Machinefabriek with Anne Bakker – Oehoe

Where To Now?, 2020
Van een geheel andere orde is Oehoe van Machinefabriek en Anne Bakker. Bakker is een violiste, altvioliste en vocaliste die thuis is in verschillende muzikale werelden. Zij maakt(e) deel uit van Quibus en het Göksel Yılmaz Ensemble en daarnaast werkte zij met onder meer Michel Banabila, Blaze Bayley, Thomas Zwijsen, Celine Cairo, Kristoffer Gildenlöw en Agnes Obel. Bakker is ook singer-songwriter en in 2018 verscheen haar eerste solo-ep Vox/Viola.
In tegenstelling tot Duplant, werkte Zuydervelt al vaker met Bakker.
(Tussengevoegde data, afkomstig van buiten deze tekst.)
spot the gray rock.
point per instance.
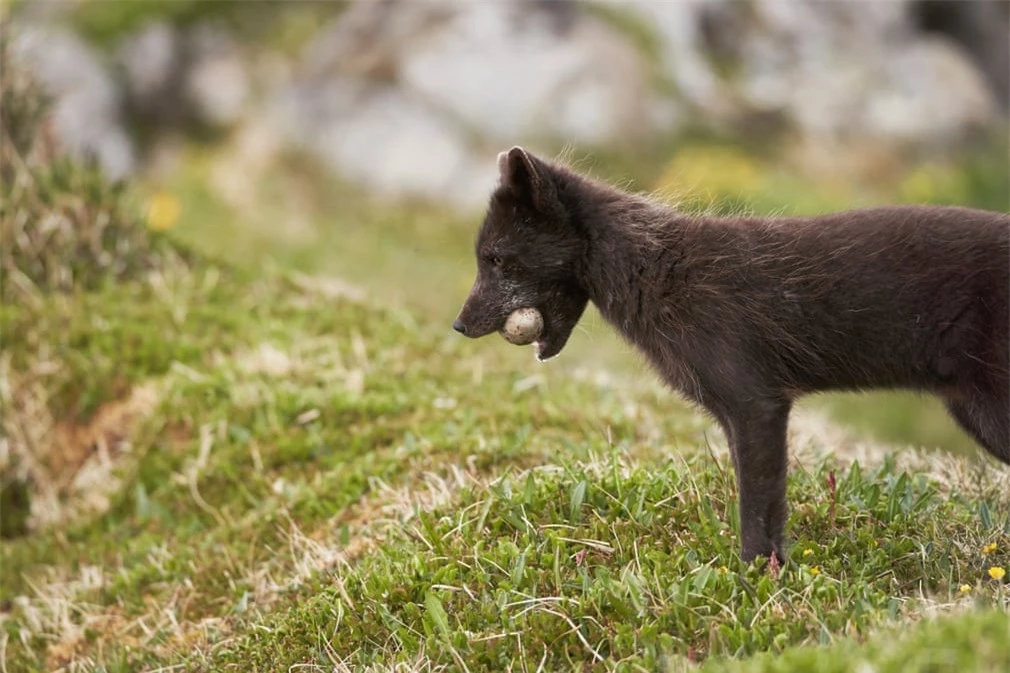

Samen zijn zij te horen op onder andere Halfslaap II (2015 en 2017), Crumble (2016), Deining (2017) en Short Scenes (2018). Er kan gesproken worden van een vruchtbare samenwerking, waarbij de muzikale focus bij elke uitgave anders ligt. Weliswaar is het nieuwe album Oehoe enigszins te vergelijken met Short Scenes als het gaat om de korte tijdsduur van een aantal stukken, maar de muzikale uitkomst is heel anders.
Dat komt met name doordat Bakkers stem op het nieuwe album een prominente plaats heeft gekregen. Het viool- of altvioolspel gaat veelal vergezeld van woordloze zang en die combinatie vormt regelmatig de leidraad. De (alt)vioolklanken en stem zorgen voor een wonderschoon muzikaal bad, dat door de elektronica-muzikant van een experimentele rand wordt voorzien: aanvullend, ondermijnend, ontregelend of versterkend. Soms werkt het ook andersom, of weven de twee muzikanten elkaars klanken gelijkwaardig door elkaar heen.
In ‘Sirene’ is sprake van een ontregelend effect. Het serene en klassiek geschoolde geluid van Bakker wordt met drukke elektronica beantwoord, alsof Zuydervelt nerveus rond zijn muzikale partner cirkelt. In dezelfde track komt hij verderop tot rust en vloeien elektronische en akoestische klanken in elkaar over. In Schim lijken de klanken soms vanuit het duister op te duiken, en dat geldt niet alleen de elektronica maar ook de vioolklanken. Met een combinatie van statische, bewegende en ritmische geluiden wordt een enerverend stuk geschapen.
‘Harrewar’ is het meest noisy klinkend stuk op Oehoe. Rommelige klanken starten het stuk, waarna een drone van Zuydervelt en snelle klanken van de viool invallen. Het gerommel gaat ondertussen door, verdwijnt even en steekt weer de kop op. Bakkers zang is de rustgevende factor, maar die moet regelmatig opboksen tegen een veelheid aan klanken. In Stuiver wordt het muzikale parcours verstoord door elektronische klanken die van alle kanten lijken te worden afgevuurd. Bakker speelt en zingt stoïcijns door, ook als zij zichzelf met pizzicato spel ritmisch tegenwicht geeft.
Ondanks de grote elektronische inbreng, klinkt Oehoe niet overheersend elektronisch, getuige ook het titelstuk, dat in drie delen over het album is verdeeld, waarin Bakker een bedaarde, enigszins klassieke sfeer weet te scheppen waar Zuydervelt zijn klanken op aanpast. Dat staat in scherp contrast tot het korte ‘Stemmig’, waarin Bakkers stem van echoënde effecten is voorzien en met een zeer levendig elektronisch motief wordt omringd. ‘Voorwaarts’ doet zijn titel eer aan met een gestaag ritmisch patroon dat als basis dient. De verschillende lagen van viool en altviool weven een netwerk van klanken dat hypnotiserend werkt. Dat effect duurt echter maar kort, maar keert verderop in een andere gedaante terug.
Voor meer prachtige muzikale vondsten geldt dat ze een relatief kort leven zijn beschoren. Bakker en Zuydervelt wensen niet te veel in herhaling te vallen en dat maakt dat het album, ondanks de korte tijdsduur, een grote hoeveelheid muzikale ideeën bevat. Oehoe is een gevarieerd elektro-akoestisch album, een kunstwerk met een speelse experimentele inslag, en bijzonder mooi bovendien.